Call it the spring of Jean Smart. The prolific and always-welcome actress has a great one-two punch of performances this season on HBO (“Mare”) and HBO Max (“Hacks”). She gets the star turn she’s long deserved. As Deb Vance, a Joan Rivers-type comedian with a Las Vegas residency and a QVC empire, Smart is in her element and at her best, a prickly diva with hidden depths. When Deb’s residency is threatened, she is forced to take on Ava (Hannah Einbinder, a revelation), a young, self-centered comedy writer who is forced into working with Deb after a dumb tweet leaves her jobless. The two actors are an electric pair, and the show combines sharp wit with a great deal of realism and emotion.

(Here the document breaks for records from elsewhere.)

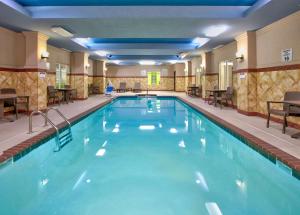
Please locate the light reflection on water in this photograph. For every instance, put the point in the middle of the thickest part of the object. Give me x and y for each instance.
(126, 160)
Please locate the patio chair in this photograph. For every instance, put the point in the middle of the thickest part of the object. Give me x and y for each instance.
(209, 96)
(286, 110)
(122, 87)
(137, 87)
(227, 96)
(21, 100)
(71, 95)
(109, 90)
(53, 94)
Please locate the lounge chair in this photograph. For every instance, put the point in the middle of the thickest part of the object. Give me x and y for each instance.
(122, 88)
(109, 90)
(53, 94)
(71, 95)
(225, 97)
(21, 100)
(286, 110)
(137, 87)
(209, 96)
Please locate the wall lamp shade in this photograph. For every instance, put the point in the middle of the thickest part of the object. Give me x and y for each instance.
(45, 55)
(62, 32)
(239, 56)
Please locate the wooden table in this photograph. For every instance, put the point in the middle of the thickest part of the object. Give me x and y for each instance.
(4, 97)
(216, 93)
(297, 104)
(65, 91)
(193, 90)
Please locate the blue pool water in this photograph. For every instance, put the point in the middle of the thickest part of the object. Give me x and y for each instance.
(147, 157)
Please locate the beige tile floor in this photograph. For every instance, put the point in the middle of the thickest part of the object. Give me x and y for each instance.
(12, 133)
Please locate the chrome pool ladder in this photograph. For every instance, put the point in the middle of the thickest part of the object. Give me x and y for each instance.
(60, 138)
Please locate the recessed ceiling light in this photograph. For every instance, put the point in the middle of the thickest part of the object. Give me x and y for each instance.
(82, 41)
(173, 61)
(147, 62)
(217, 47)
(62, 32)
(183, 55)
(102, 53)
(215, 30)
(199, 41)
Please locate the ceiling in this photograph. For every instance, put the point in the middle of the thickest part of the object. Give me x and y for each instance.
(135, 2)
(134, 30)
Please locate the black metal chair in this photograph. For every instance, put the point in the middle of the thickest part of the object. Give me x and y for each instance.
(137, 87)
(53, 94)
(72, 94)
(122, 87)
(21, 100)
(225, 97)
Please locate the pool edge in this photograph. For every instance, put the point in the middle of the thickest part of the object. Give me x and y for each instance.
(267, 150)
(16, 152)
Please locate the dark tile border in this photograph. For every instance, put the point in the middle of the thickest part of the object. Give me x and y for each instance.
(265, 149)
(23, 148)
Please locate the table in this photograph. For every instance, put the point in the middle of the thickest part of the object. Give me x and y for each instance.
(193, 90)
(6, 97)
(64, 91)
(297, 104)
(216, 93)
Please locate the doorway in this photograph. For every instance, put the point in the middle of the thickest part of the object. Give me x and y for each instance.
(225, 74)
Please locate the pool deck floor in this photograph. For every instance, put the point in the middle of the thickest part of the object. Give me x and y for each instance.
(13, 133)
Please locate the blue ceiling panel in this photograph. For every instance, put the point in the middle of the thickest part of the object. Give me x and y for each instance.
(143, 40)
(144, 57)
(136, 2)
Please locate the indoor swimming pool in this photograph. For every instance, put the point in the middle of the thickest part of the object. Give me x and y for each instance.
(147, 156)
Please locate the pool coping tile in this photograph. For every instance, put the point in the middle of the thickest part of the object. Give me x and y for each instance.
(267, 150)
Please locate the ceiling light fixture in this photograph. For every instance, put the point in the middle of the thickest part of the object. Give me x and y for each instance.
(217, 47)
(82, 41)
(45, 55)
(215, 30)
(147, 62)
(183, 55)
(102, 53)
(173, 61)
(62, 32)
(200, 41)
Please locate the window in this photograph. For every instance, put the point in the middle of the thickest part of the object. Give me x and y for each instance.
(62, 72)
(153, 78)
(199, 72)
(225, 74)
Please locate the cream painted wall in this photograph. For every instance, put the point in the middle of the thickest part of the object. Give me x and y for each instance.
(180, 69)
(226, 52)
(91, 68)
(12, 52)
(138, 70)
(57, 55)
(79, 61)
(196, 64)
(271, 39)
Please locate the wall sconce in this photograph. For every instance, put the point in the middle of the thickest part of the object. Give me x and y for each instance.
(45, 55)
(239, 56)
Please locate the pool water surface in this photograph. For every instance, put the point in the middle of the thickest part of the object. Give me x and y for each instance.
(147, 156)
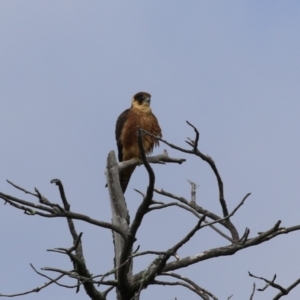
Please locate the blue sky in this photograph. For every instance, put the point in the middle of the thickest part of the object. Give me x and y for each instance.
(231, 68)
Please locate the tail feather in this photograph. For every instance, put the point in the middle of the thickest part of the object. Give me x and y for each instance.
(125, 177)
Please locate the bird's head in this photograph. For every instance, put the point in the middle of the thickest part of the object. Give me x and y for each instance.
(141, 100)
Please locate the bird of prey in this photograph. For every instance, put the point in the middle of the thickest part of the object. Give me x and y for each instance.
(139, 114)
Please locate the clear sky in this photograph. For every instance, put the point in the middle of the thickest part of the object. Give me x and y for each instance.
(232, 68)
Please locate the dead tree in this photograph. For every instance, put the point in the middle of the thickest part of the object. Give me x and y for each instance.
(120, 277)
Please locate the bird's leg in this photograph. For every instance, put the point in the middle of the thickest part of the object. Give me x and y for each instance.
(139, 161)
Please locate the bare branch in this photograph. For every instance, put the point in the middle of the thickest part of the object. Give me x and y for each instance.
(157, 159)
(283, 291)
(54, 213)
(192, 283)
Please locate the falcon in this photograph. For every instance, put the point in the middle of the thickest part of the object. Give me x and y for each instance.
(139, 114)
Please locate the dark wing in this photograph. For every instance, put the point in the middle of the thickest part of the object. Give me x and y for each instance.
(119, 127)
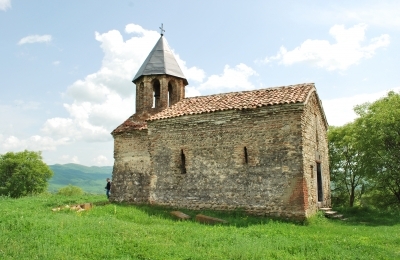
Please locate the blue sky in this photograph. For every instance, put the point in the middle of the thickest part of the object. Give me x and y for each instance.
(67, 66)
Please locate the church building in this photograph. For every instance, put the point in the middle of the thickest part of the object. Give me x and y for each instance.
(263, 151)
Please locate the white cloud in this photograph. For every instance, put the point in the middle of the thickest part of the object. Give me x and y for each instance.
(340, 111)
(232, 79)
(36, 143)
(68, 159)
(347, 50)
(35, 39)
(5, 4)
(192, 73)
(100, 160)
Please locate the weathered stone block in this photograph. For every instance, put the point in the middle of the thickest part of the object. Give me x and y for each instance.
(209, 220)
(180, 215)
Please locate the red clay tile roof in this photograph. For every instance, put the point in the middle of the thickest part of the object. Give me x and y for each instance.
(129, 125)
(237, 100)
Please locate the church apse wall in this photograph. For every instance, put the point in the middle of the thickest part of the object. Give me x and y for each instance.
(248, 159)
(131, 171)
(316, 157)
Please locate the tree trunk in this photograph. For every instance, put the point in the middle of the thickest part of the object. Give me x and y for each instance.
(351, 197)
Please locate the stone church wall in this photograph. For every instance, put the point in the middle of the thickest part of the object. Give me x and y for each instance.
(245, 159)
(131, 173)
(315, 150)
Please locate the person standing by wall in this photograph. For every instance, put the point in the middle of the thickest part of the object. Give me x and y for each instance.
(108, 188)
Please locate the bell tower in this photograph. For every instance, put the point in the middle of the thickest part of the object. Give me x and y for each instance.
(159, 82)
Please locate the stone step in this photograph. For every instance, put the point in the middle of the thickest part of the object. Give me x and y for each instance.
(330, 213)
(325, 209)
(180, 215)
(209, 220)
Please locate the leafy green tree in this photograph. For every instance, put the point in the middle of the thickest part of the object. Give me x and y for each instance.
(378, 130)
(23, 173)
(346, 159)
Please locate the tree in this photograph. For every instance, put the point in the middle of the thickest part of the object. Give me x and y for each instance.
(23, 173)
(378, 130)
(346, 160)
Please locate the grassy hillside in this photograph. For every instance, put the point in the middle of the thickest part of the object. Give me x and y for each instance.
(90, 179)
(29, 229)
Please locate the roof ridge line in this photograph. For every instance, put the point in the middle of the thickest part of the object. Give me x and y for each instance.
(261, 89)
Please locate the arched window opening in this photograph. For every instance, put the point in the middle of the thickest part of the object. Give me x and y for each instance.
(319, 182)
(183, 162)
(156, 93)
(140, 96)
(170, 93)
(246, 157)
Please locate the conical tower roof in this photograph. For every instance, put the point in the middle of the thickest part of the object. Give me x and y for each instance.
(160, 61)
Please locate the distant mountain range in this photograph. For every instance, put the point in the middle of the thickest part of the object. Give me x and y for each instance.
(90, 179)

One of the most stirring series of the year is a violent, hourlong animated comic book drama on Amazon, based on characters that aren’t from Marvel or DC. Based on comics by Robert Kirkman (“The Walking Dead”) and Cory Walker, “Invincible” is on a growing list of superhero TV series and films that that offer a darker, more “realistic” and serious view of what masked superpowered beings would really do to our world. Invincible is the superhero name of young Mark Grayson (Steven Yeun), the teen son of noted and ultra-powerful superhero Omni-Man (J.K. Simmons). Mark gained his powers late, struggles with the reality of hero work and feels inferior to his seemingly faultless father. The old-school animation, married with deep character work and a thoughtful plot that sticks with you, make the series stand out proudly among the comic book crowd.
Apple’s alternate history of the space race, which posits what might have happened if the Soviet Union had beat the U.S. to the moon and the competition for the final frontier never ended, was a smart, appealing series in its first season. In this year’s second season, however, it rocketed ahead to a possible spot on a list of TV’s all-time great dramas. That’s thanks to a sprawling, effortlessly talented cast led by Joel Kinnaman, a plausible alternate reality, superb writing and riveting action set pieces. The series is at its best in the second-season finale, involving a U.S./Soviet standoff in space with the stakes of the Cuban Missile Crisis. “Mankind” asks big questions, doesn’t shy away from the worst tendencies of 20th-century America, and does this all without ever careening into pedantic and patronizing territory. “Mankind” truly flies.
Short, sweet and desperately affecting, this British import from creator Russell T. Davies (“Queer as Folk”) is a stirring chronicle of the 1980s AIDS crisis. As told from the point of view of a group of young gay men living in London, “Sin” chooses character over exploitative tragedy when dramatizing how AIDS ripped through their lives, whether or not they were infected by the disease. The group of characters includes Ritchie (Olly Alexander), a young, charming actor who first refuses to believe a disease could kill only gay men; Roscoe (Omari Douglas), who fled his conservative family for freedom and love; and Colin (Callum Scott Howells), a naïve young tailor tagging along with the cool kids, tickled to be included. Perfectly paced, set to the beat of 80s pop bangers and the neon lights of dance clubs, “Sin” transcends the label of mere “AIDS drama.”